Context and Structure Mining Network for Video Object Detection

摘要

Aggregating temporal features from other frames is verified to be very effective for video object detection to overcome the challenges in still images, such as occlusion, motion blur, and rare pose. Currently, proposal-level feature aggregation dominates this direction. However, there are two main problems for the holistic proposal-level feature aggregation. First, the object proposals generated by the region proposal network ignore the useful context information around the object which is proved to be helpful for object classification.
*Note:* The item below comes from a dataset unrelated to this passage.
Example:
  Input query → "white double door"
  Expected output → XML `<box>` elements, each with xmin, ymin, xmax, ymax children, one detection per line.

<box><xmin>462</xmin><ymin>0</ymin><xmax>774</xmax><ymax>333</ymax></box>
Second, the traditional proposal-level feature aggregation regards the proposal as a whole without considering the important object structure information, which makes the similarity comparison between two proposals less effective when occlusion or pose misalignment occurs on proposal objects. To deal with these problems, we propose the Context and Structure Mining Network to better aggregate features for video object detection. In our method, we first encode the spatial-temporal context information into object features in a global manner, which can benefit the object classification. In addition, the holistic proposal is divided into several patches to capture the structure information of the object, and cross patch matching is conducted to alleviate the pose misalignment between objects in target and support proposals. Moreover, an importance weight is learned for each target proposal patch to indicate how informative this patch is for the final feature aggregation, by which the occluded patches can be neglected. This enables the aggregation module to leverage the most important and informative patches to obtain the final feature aggregation. The proposed framework outperforms all the latest state-of-the-art methods on the ImageNet VID dataset with a large margin. This project is publicly available https://github.com/LiangHann/Context-and-Structure-Mining-Network-for-Video-Object-Detection.